Catatan Hukum Berita Negeri

TRANSINDONESIA.CO – Membicarakan reklamasi berarti kita sedang membicarakan sumber daya terpenting milik negara, yaitu tanah dan air.

Benar, reklamasi dalam konteks ini tidak lain adalah aktifitas mengkonversi air menjadi lahan (tanah). Luasan air akan berkurang berubah menjadi momentum kelahiran lahan baru.

Proses perencanaan dan pelaksanaan reklamasi seharusnya menjadi batu uji untuk melihat daya jangkau kekuasaan negara terhadap sumber daya terpenting yang dikuasainya.

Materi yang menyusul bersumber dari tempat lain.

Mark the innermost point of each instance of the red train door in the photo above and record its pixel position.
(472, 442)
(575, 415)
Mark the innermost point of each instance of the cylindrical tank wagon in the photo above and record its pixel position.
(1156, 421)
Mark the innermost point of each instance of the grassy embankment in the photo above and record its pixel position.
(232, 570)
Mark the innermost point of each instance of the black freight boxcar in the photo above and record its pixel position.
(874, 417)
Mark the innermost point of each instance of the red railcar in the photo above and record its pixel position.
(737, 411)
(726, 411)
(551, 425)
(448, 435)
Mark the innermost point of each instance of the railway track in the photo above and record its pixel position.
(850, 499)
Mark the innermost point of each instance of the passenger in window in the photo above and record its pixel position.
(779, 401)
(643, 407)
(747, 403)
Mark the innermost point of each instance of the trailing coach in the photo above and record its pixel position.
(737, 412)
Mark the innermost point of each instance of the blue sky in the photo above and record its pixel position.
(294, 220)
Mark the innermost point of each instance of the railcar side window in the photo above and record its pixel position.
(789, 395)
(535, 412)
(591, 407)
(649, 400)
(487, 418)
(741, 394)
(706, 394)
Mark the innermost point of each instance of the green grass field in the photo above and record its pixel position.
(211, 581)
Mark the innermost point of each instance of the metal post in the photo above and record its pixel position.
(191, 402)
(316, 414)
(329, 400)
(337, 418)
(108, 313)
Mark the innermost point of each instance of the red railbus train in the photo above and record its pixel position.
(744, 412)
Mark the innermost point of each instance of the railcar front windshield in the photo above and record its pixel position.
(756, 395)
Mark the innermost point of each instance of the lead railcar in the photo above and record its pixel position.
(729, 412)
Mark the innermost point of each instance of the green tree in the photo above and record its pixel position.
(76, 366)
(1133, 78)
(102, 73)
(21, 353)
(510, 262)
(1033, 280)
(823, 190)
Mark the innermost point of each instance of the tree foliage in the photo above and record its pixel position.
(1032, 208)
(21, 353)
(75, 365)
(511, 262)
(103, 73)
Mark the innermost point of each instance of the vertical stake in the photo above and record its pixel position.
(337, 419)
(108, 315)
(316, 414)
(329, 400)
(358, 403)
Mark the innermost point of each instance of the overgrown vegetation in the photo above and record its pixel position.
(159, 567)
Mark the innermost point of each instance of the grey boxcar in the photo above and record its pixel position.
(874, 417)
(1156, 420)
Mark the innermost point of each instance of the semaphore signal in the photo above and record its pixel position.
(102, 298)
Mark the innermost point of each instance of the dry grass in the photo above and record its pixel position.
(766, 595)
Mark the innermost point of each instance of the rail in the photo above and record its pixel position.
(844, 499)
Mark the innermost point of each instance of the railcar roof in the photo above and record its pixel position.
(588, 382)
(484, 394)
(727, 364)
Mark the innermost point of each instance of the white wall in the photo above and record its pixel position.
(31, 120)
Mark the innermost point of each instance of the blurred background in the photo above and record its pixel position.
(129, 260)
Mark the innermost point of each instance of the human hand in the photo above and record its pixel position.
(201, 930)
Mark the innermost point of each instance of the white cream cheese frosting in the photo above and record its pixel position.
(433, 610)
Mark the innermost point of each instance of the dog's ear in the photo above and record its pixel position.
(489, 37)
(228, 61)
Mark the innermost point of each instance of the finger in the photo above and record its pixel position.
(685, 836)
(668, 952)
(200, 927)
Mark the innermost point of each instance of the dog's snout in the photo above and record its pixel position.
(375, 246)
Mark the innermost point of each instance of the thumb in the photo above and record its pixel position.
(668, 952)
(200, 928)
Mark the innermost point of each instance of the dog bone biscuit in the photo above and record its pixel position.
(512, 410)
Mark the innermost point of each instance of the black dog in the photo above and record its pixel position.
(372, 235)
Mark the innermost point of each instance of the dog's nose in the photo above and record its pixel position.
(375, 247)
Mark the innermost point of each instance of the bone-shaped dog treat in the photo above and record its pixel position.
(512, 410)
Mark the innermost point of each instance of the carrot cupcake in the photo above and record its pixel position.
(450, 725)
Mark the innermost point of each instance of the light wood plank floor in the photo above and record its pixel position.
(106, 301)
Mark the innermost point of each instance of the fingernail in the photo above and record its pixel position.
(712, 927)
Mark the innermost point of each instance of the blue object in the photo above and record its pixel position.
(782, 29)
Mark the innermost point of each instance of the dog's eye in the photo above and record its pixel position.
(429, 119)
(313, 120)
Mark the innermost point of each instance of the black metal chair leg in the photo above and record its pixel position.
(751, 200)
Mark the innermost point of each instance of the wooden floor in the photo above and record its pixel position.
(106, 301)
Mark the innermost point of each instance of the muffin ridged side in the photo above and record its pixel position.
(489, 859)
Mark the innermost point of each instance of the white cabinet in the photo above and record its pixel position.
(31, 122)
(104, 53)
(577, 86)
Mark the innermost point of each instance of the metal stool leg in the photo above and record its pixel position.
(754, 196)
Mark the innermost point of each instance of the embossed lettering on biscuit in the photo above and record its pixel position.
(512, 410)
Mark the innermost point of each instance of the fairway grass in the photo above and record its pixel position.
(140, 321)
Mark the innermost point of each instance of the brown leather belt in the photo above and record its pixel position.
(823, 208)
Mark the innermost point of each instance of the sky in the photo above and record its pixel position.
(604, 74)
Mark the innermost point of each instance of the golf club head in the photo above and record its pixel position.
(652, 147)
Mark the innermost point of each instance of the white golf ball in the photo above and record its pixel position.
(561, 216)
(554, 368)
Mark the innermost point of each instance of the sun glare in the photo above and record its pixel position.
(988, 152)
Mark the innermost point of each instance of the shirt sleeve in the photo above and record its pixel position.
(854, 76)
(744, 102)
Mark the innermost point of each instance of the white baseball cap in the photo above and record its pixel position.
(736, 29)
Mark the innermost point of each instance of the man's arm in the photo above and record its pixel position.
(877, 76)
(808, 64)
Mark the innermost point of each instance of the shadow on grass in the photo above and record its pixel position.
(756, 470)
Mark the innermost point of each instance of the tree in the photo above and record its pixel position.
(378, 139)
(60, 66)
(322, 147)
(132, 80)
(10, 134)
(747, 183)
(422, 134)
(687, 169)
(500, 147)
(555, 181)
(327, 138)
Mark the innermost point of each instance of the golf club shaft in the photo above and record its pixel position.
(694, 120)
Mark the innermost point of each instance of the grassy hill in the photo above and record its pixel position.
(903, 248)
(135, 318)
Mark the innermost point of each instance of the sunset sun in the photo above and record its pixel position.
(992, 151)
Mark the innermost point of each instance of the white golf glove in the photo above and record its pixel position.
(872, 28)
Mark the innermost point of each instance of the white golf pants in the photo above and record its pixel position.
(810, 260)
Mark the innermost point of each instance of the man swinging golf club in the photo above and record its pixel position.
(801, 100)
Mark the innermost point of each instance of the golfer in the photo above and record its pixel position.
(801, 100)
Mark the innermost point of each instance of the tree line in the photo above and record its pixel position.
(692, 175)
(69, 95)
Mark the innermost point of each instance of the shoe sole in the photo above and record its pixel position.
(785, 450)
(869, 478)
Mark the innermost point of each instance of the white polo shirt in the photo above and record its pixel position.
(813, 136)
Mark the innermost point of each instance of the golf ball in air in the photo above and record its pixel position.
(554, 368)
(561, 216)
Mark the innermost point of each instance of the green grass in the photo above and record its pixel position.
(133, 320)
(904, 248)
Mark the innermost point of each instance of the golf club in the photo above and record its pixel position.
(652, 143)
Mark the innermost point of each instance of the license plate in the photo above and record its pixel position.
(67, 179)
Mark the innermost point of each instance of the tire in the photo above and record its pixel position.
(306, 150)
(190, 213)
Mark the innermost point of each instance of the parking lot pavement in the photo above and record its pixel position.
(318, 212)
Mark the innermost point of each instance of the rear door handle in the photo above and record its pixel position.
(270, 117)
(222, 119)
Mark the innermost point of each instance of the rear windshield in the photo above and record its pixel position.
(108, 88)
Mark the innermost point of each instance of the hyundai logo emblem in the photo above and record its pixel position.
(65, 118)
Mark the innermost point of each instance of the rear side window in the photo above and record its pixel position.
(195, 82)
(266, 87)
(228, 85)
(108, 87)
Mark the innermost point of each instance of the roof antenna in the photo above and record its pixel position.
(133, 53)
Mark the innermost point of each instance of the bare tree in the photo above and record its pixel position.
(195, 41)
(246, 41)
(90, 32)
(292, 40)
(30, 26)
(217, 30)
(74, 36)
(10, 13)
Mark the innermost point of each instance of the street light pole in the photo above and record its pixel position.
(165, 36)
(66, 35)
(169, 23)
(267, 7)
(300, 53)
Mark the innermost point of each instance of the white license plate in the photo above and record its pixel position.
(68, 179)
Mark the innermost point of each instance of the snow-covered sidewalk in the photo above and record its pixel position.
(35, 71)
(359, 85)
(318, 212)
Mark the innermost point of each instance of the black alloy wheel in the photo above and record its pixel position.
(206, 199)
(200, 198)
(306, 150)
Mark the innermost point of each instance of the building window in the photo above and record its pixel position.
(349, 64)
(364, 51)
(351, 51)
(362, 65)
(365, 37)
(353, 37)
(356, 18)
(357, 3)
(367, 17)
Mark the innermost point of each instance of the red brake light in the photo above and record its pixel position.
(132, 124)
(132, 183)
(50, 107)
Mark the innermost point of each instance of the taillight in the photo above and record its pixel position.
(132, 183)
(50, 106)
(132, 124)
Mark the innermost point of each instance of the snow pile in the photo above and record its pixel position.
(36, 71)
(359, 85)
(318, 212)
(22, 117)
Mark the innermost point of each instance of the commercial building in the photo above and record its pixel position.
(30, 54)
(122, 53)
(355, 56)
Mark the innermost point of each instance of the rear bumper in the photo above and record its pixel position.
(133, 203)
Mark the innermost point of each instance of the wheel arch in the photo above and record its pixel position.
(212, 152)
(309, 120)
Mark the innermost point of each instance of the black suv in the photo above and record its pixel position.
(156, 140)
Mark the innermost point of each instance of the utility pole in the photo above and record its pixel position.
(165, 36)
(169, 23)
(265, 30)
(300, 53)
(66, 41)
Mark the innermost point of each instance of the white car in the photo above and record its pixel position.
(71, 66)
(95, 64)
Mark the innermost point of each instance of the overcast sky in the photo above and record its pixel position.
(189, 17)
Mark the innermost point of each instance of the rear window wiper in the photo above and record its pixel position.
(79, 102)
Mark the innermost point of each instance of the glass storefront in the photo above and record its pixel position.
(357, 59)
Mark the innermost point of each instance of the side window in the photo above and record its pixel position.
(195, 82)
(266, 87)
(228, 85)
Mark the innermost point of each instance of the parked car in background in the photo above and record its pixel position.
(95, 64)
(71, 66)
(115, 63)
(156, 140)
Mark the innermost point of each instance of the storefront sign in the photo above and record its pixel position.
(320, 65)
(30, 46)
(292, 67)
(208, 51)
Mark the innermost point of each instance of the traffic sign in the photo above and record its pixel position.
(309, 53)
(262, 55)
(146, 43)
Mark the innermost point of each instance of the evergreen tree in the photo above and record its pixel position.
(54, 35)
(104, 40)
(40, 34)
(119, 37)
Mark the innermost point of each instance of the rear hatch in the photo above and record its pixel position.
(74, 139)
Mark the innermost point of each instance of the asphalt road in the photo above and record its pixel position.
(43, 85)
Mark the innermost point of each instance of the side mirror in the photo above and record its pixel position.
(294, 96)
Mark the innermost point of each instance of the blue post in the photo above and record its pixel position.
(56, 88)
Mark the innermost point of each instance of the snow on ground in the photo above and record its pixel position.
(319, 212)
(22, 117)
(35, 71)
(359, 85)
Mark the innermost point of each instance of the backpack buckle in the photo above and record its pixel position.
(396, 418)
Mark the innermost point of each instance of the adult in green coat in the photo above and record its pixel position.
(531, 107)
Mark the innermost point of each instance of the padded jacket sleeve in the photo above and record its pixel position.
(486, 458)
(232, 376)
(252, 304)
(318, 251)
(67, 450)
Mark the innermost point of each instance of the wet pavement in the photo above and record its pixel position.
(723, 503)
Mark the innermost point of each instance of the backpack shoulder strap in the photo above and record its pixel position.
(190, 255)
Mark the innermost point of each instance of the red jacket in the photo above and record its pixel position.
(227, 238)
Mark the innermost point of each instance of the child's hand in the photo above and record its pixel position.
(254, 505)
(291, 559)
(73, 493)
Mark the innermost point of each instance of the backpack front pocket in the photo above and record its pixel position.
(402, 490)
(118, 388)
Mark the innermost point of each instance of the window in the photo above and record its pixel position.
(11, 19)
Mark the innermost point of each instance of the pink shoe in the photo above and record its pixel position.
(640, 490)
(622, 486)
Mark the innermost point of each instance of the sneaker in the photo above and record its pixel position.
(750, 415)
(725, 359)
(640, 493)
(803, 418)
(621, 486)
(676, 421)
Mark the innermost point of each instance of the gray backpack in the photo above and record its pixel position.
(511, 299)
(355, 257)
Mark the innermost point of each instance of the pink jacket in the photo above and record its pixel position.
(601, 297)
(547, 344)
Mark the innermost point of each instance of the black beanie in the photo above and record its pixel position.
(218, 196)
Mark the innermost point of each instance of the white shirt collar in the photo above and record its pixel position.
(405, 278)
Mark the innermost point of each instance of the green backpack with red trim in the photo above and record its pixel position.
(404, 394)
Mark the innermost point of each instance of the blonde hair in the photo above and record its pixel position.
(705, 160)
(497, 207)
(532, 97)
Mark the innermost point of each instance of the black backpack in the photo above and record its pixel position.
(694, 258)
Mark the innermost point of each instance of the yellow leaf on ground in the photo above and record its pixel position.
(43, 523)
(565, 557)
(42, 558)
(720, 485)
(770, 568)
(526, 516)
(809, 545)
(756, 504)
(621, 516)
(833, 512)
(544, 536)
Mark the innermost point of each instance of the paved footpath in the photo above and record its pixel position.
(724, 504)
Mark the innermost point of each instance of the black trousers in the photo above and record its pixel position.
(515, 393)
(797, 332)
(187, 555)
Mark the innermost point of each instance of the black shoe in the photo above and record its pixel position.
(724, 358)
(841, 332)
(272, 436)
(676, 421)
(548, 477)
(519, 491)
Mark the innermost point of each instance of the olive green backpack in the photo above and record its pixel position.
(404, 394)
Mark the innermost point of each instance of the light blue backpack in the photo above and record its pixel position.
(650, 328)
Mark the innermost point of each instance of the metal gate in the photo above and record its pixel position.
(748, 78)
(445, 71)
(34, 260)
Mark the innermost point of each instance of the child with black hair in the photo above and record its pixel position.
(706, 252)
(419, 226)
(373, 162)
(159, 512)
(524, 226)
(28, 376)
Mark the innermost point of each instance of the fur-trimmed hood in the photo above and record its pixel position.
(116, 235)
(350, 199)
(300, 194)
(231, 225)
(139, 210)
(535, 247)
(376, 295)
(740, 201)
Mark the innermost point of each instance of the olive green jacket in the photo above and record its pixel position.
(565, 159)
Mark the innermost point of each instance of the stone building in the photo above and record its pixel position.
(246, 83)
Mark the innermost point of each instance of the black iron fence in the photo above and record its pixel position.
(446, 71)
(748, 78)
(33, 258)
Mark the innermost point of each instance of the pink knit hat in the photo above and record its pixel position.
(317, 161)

Benarkah seorang Gubernur sedemikian “digdaya” dapat memproses reklamasi tanpa pengarahan pemerintah pusat? Benarkah cara melibatkan pihak swasta dalam reklamasi?

Jangan-jangan proses reklamasi Pantai Teluk Jakarta adalah proses reklamasi yang salah cara dan tentu juga salah kaprah.

Dapat dikatakan salah cara apabila pelaksana proses reklamasi telah salah membaca rambu-rambu yang harusnya menjadi panduan dalam melaksanakan wewenangnya.

Aksi protes reklamari pantai teluk Jakarta.[Ist]
Aksi protes reklamari pantai teluk Jakarta.[Ist]
Rambu-Rambu Hak Menguasai Negara

Sudah menjadi prinsip, bahwa bumi air serta ruang angkasa adalah kekayaan nasional yang pada tingkatan tertinggi dikuasai oleh negara sebagai organisasi kekuasaan seluruh rakyat (Pasal 33 UUD 45 – Pasal 2 UUPA).

Hal inilah yang menjadi dasar penegakan ‘Hak Menguasai Negara’ yang termasuk didalamnya wewenang untuk mengatur peruntukan dan penggunaan lahan serta menentukan hak orang dan badan atas tanah dan air tersebut.

Adapun kewenangan yang dimiliki oleh Pemerintah Daerah seperti DKI Jakarta bukanlah kewenangan asli.

Kewenangan tersebut dimiliki berdasarkan pelimpahan kewenangan dari pemerintah pusat. Daerah adalah perpanjangan tangan untuk menjalankan kepentingan nasional di wilayahnya.

Dalam konteks reklamasi seharusnya daerah seperti DKI Jakarta terlebih dahulu memutuskan kemanfaatan, peruntukan dan menentukan syarat-syarat untuk dilaksanakannya reklamasi.

Singkatnya, skenario reklamasi seharusnya disusun oleh DKI Jakarta yang mewakili kepentingan negara dan bukan diserahkan kepada pihak ketiga.

Swasta sebagai pihak ketiga baru diajak serta, sepanjang mereka tunduk dan patuh pada peruntukan dan rencana DKI Jakarta dan bukan sebaliknya.

Salah Cara Pelibatan Swasta

Tanah-tanah hasil reklamasi dinyatakan sebagai tanah yang dikuasai oleh negara. Hal ini tegas dinyatakan dalam Surat Menteri Negara Agraria tanggal 9 Mei 1996 No.410-1293 tentang Penertiban Tanah Timbul dan Tanah Reklamasi.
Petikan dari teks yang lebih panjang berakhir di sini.